Graph courtesy of Don Opitz
This graph shows the enrollment of students of the age 24 and older. The red is the university as a whole, and green and purple are SNL enrollment only. The enrollment for both the university and SNL as a whole has been on a steady decline since 2011.

“Like many of my SNL colleagues, my initial reaction was a bit emotional—a feeling of sadness that profound changes in the national adult education environment have brought the university to the point of seeking a reduction in the overall 

seeking a reduction in the overall number of SNL full-time faculty and staff members,” Comeau said.

Opitz said that reducing the number of SNL faculty was not the goal of the buyout. 

“It wasn’t intended to be part of a process with the final outcome being termination of the faculty, but it was really providing faculty an option to leave if they want to or retire if they wanted to,” he said.

Opitz added that he declined to take a buyout due to his optimism about the school’s future.

“What prompted that strategy was a sense that there needed to be change in the school and the change was part of a broad set of strategies,” he said. “One is to refocus the emphasis on the programs of the school so that they would align more closely with programs that are more popular in the market. [Another change is] to do more in the space of continuing education, so we’re talking certificates, stackable credentials, non-credit based offerings.”

Others in SNL are optimistic about the changes, believing them to be a gradual progression.

“To be true, the change train at SNL has been going on for two or three years,” Comeau said. “The School of Continuing and Professional Studies is the outcome of a process of curricular innovations that has unfolded throughout that period.”

SNL enrolled 722 adult undergraduate students in Fall 2018, which is fewer than the 901 undergraduate students who enrolled in Fall 2018. The school’s enrollment has been declining since 2009, which follows in trend with the rest of the university’s adult student enrollment statistics. 

Though Opitz said he believes the buyout will move SNL in a positive new direction, the futures of adjunct faculty are less clear. 

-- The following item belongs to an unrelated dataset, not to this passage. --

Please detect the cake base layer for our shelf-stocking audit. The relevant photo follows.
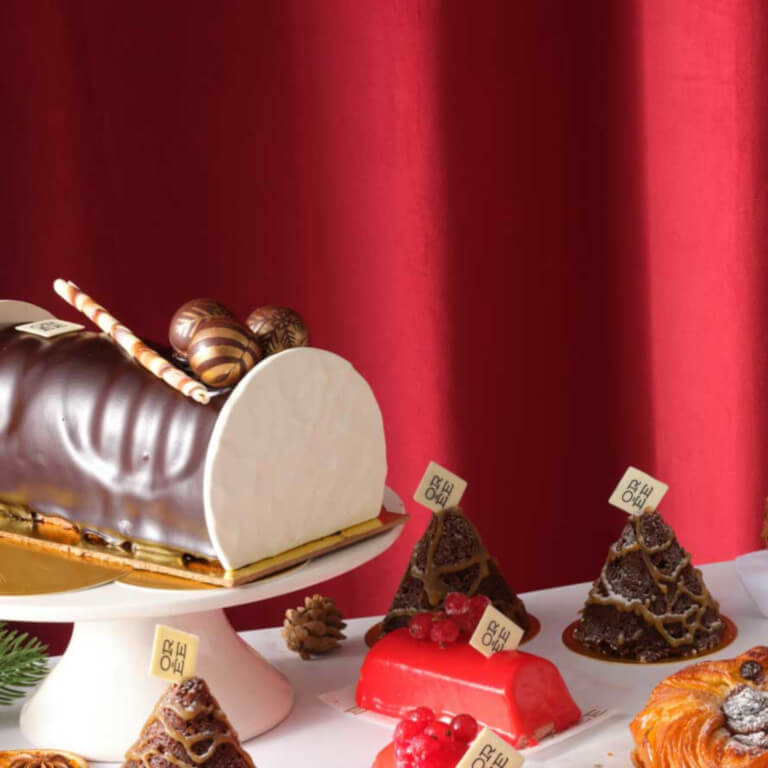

“I have not been told yes or no either way,” said Jim Caffey, an adjunct professor based in Missouri, in regard to what his position will be in the new SNL. “My future is unknown.”

While attempting to get in contact with the staff and faculty members of SNL, a source from the school told The DePaulia that staff members were warned about being potentially interviewed and cautioned about speaking with The DePaulia.

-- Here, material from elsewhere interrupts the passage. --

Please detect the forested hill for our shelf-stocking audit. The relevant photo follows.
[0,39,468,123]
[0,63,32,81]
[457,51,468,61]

But Opitz said he holds the school’s adjunct faculty in high regard and believes them to be essential to the school’s continued success.

“One other thing to bear in mind is that the school’s success over the last 47 years has relied upon not just a community of full-time staff and a full-time faculty, but totally dependent upon the contributions of the part-time adjunct faculty,” Opitz said. “[…] I’m not worried about the fact that we have fewer full-time faculty; I would get really worried if we had fewer adjunct faculty.”